Bonnie Worsham, president of the garden club, said that some council members have confirmed the rumor to her privately.

"Our City Council, I just don't think they're into flowers or something," said Worsham. "That's OK; not everybody is, but they don't know what they have here.

"What's it going to hurt to leave this building and have it preserved?"

Shelton is adamant that the council has not made a decision one way or another, and he's peeved at the Wharton House supporters' tactics.

"Council business is directed by council, and not by any group out there," he said. "I think this whole issue of the ... old Wharton House has gotten blown totally out of proportion."

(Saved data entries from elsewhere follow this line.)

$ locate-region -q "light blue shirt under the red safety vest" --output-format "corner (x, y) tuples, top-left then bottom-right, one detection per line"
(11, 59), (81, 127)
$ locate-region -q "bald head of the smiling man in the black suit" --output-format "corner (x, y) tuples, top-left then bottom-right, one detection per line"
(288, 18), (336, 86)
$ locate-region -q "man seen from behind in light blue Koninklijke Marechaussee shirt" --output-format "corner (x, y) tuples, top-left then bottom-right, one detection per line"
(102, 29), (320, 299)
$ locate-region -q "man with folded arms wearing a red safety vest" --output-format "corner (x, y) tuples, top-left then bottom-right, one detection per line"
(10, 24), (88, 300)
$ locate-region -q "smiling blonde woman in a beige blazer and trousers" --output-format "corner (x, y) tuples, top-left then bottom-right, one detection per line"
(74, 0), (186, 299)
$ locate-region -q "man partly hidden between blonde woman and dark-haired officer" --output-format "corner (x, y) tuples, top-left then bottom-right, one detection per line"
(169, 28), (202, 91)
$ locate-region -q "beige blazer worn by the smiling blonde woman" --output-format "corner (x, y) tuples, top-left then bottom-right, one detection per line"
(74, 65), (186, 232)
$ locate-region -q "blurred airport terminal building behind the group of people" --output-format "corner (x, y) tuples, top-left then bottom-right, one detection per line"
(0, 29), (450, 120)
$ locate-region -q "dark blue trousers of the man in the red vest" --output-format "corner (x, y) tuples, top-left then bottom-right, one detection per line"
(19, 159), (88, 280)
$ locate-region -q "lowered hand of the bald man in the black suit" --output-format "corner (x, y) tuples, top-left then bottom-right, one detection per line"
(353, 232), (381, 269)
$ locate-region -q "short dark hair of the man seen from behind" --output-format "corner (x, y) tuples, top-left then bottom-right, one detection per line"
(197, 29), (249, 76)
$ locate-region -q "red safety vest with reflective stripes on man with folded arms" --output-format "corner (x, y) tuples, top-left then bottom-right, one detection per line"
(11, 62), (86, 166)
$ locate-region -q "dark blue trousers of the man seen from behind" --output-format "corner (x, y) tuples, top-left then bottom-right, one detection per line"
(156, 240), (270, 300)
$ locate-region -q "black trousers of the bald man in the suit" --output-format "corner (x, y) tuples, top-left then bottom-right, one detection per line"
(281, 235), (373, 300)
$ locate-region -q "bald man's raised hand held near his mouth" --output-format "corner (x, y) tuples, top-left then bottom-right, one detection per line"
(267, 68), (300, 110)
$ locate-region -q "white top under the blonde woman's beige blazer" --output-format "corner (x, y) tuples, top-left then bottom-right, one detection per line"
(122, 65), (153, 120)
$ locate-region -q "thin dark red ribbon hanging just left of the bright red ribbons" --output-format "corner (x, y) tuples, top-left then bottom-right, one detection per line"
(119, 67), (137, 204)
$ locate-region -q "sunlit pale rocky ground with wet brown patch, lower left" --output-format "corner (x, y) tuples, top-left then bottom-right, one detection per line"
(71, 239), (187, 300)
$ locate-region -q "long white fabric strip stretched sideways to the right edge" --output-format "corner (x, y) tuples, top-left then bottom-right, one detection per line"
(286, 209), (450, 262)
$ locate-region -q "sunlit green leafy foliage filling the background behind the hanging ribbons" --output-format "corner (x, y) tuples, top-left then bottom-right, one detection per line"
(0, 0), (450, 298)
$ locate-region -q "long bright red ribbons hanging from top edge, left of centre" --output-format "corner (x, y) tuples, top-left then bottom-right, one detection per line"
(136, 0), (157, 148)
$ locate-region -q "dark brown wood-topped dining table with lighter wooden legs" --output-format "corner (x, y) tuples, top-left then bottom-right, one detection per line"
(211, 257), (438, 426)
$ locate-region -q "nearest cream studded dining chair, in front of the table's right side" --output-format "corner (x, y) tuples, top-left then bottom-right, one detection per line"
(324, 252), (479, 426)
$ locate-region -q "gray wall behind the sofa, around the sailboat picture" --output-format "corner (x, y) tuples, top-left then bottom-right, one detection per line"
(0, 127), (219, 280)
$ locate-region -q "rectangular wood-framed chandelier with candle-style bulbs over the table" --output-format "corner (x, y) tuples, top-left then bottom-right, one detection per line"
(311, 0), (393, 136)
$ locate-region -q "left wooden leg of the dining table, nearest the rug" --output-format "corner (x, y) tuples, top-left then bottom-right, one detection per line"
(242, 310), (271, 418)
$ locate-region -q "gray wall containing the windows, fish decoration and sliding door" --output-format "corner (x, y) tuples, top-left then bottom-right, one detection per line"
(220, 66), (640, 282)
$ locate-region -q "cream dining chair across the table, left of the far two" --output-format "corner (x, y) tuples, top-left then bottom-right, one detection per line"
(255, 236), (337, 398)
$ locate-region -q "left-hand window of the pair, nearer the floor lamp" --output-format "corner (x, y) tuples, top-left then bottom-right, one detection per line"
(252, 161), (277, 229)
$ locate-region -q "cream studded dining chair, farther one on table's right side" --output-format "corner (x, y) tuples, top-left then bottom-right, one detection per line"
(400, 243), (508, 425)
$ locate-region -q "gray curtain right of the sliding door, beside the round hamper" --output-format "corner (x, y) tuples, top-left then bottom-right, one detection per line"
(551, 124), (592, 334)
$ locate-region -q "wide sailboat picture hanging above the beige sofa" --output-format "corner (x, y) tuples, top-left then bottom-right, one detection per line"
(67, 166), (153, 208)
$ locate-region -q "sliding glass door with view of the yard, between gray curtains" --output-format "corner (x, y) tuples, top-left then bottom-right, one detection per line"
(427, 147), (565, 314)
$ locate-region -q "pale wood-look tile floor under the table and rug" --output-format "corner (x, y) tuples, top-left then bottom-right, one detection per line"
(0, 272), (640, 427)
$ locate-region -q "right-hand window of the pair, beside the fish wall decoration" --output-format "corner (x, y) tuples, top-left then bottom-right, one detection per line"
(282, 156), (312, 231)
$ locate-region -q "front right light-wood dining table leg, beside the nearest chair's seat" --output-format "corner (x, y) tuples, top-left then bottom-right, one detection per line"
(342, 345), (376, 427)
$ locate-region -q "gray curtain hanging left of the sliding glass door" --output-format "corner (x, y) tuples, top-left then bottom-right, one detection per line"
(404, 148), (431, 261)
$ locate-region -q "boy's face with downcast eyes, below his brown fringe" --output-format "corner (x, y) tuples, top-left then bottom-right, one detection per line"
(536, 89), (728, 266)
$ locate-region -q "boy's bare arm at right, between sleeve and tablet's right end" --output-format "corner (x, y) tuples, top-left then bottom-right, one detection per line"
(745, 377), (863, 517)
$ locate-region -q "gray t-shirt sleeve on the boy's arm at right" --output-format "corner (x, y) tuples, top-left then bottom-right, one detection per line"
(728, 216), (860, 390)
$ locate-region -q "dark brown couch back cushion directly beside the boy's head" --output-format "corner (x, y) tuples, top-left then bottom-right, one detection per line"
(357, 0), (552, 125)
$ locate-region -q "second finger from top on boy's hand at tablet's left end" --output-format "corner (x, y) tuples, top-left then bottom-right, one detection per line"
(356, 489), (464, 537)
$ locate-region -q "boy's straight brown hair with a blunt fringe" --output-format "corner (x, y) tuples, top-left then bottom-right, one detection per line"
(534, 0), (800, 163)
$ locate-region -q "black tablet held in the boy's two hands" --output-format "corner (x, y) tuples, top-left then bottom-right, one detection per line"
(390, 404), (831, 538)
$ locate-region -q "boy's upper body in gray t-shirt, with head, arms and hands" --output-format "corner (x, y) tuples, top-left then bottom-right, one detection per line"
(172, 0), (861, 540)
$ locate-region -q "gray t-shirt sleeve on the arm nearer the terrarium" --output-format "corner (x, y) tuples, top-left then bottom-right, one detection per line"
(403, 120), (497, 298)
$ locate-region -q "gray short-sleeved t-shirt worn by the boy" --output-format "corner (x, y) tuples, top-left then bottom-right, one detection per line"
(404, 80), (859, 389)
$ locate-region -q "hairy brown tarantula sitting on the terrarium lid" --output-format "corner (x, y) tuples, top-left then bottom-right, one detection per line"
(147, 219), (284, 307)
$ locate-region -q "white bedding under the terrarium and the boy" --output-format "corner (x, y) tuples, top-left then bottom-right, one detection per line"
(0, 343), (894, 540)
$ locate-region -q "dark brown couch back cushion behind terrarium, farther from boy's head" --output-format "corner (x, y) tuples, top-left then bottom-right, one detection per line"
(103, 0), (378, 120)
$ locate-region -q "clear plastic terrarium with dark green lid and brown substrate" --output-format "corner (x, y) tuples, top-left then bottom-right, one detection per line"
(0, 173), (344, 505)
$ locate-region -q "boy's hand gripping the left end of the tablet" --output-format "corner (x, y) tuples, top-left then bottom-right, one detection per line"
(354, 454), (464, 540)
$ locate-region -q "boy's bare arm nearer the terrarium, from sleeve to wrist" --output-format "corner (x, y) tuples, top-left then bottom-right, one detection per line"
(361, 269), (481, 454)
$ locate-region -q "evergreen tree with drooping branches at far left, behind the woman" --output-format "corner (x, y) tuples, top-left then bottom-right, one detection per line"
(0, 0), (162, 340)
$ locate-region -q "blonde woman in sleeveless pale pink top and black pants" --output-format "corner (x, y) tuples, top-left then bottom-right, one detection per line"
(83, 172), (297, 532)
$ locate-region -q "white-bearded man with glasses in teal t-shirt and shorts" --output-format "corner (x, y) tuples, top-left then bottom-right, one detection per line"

Council recently asked its library committee to look at alternatives for the house, Shelton said. Those options include moving it, razing it, resurrecting it or renting it out to a high bidder, he said. The options also include turning it over to the historical society.

Councilman Ronnie Rice said he's heard from people on both sides of the issue, and some would rather see the old house demolished.

"It's in terrible shape, it was dangerous," Rice said. "It really obstructs the view of the new library, and that bothers me."

He's also bothered that many of the protesters seem to live in Bedford County, including one man from Smith Mountain Lake who called him recently. "I had to get out of the swimming pool, dry off, and he wanted to talk about this. I felt like saying 'Sir, you don't live in the damn city, you don't pay taxes here, you don't own property here.'

"I'm not going to talk to them [county residents]," Rice said.

The library committee is scheduled to meet tonight at 6, before the City Council meeting, but probably won't make any recommendations for several weeks.

Meanwhile, the state librarian holds a check for $178,000 written to the city.

"I don't want to get anyone upset over this, I just can't in good conscience sit here and release these funds," said Noland Yelich. He's been advised by the state Attorney General's office to await confirmation from Bedford that the city hasn't violated the state's historic preservation law.

"We're sort of caught in the middle of this thing," Yelich said.

The Wharton House was a "contributing building" to the district's historic designation on state and national registers in 1984. That means the city had to assure that the library project wouldn't adversely affect the house before it could apply for the federal grant.

Mary Harding Sadler, with the Department of Historic Resources, gave her approval a couple of years ago, on condition the old house not be disturbed.

"That was in the master site plan, that the Wharton House and garden would be preserved in the grand scheme," Sadler said.

Worsham, a city resident, concedes she's not the typical activist, and has never been involved in an issue like this before. But she and the others say they're prepared to continue their campaign to save the house, if it is indeed threatened.

"I'll even invite Dan Rather if I have to," said Smith. "I'd rather not have to."